Petitioner as his first ground for release argues that he was convicted upon evidence obtained by illegal search and seizure. Prom the evidence introduced at the hear*434ing, it appears that federal officers, suspecting narcotics were being sold, gave money to an individual who went to petitioner’s apartment and purchased marijuana cigarettes. The agents had listed the serial numbers of the money. When the informer came out of the building, he turned the cigarettes over to the agents and they in company with city detectives went to petitioner’s apartment. They were admitted by him and searched the apartment and found no narcotics but did find part of the marked money in petitioner’s clothes. Upon this evidence, petitioner was prosecuted under the state law.

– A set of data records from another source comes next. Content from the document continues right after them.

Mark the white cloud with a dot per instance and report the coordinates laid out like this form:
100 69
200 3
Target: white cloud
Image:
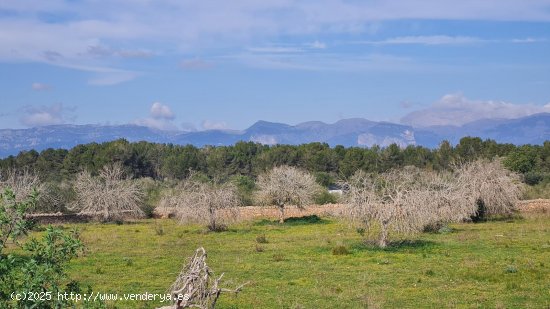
46 115
195 64
105 34
275 49
317 45
161 111
40 87
160 117
445 40
264 139
328 62
456 110
214 125
427 40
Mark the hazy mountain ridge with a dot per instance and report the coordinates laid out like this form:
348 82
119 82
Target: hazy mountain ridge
534 129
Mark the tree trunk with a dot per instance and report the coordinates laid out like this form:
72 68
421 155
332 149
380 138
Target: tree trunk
383 242
282 217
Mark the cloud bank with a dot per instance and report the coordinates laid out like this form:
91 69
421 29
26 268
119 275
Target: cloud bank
160 117
46 115
456 110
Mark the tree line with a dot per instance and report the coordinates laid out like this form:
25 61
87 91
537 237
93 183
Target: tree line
248 160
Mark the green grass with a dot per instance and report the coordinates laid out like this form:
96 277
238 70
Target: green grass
486 265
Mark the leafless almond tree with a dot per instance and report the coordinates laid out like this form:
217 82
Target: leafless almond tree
489 184
393 201
109 196
215 205
286 185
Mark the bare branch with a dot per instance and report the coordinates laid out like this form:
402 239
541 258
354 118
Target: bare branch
109 196
286 185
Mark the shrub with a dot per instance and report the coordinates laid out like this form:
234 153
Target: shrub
261 239
340 250
110 196
326 197
511 269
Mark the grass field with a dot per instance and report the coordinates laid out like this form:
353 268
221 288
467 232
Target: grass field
487 265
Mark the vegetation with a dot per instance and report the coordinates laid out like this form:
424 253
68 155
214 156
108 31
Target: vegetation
38 274
298 269
108 196
209 203
167 161
286 185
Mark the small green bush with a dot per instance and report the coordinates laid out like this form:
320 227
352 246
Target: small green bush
159 229
261 239
511 269
340 250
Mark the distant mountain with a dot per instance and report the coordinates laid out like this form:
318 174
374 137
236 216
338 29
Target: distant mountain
534 129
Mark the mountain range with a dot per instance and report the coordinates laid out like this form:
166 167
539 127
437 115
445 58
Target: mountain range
534 129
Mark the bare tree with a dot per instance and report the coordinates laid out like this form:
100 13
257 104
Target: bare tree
286 185
110 196
215 205
393 201
196 286
488 187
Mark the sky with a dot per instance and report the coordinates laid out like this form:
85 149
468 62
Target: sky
200 65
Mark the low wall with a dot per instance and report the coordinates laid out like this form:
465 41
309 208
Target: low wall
272 212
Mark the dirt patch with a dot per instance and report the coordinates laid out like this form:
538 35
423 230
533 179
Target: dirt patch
534 206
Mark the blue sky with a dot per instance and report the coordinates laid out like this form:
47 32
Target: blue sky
195 65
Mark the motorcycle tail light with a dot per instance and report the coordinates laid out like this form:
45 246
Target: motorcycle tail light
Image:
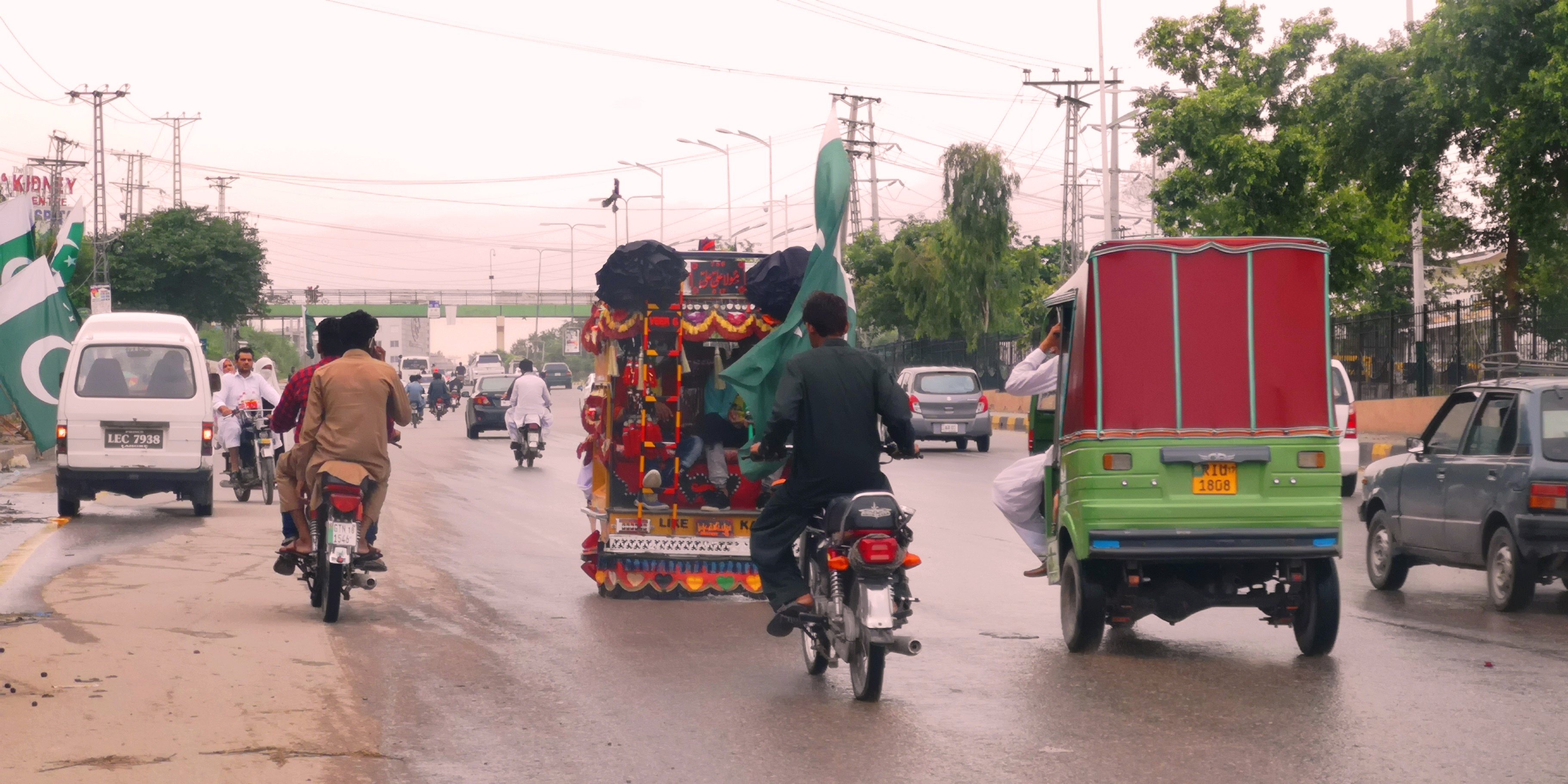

It is only evidence that is obtained by an illegal search that is inadmissible under the Fourth Amendment to the Constitution of the United States. In the present situation, the officers had good cause to believe that a felony had been committed. The search was pursuant to a lawful arrest. It has long been held that a search pursuant to a lawful arrest is reasonable, and evidence obtained thereby is admissible. Harris v. United States, 331 U. S., 145; and Draper v. United States, 358 U. S., 307.
However, even if the evidence had been illegally obtained, it would not void petitioner’s conviction. At the time of petitioner’s trial in 1956, illegally obtained evidence was admissible in Ohio. The subsequent decision of Mapp v. Ohio, 367 U. S., 643, does not affect petitioner’s conviction. Spence v. Sacks, Warden, 173 Ohio St., 419; and Villasino v. Maxwell, Warden, 174 Ohio St., 483.
Next, petitioner contends that his conviction was void because he was not confronted by the informer at his trial. There is no evidence as to this fact. However, this is not a ground for relief by habeas corpus, as questions of evidence must be raised by appeal. Spence v. Sachs, Warden, supra.
Petitioner urges that federal officers arrested him, and that he should have been prosecuted by the federal government.
The crime involved here is a crime under both state and federal laws. Where one has committed an offense which violates the laws of two sovereigns, it is not up to him to choose which of the two shall prosecute him. This lies completely within the discretion of the sovereigns.
Finally, he urges that a federal tax lien has been imposed *435on him for the possession of the marijuana. This has no bearing on his present incarceration and is not cognizable in a habeas corpus proceeding.
Petitioner remanded, to custody.
Taft, C. J., Zimmerman, Matthias, O’Neill, Griffith, Herbert and Gibson, JJ., concur.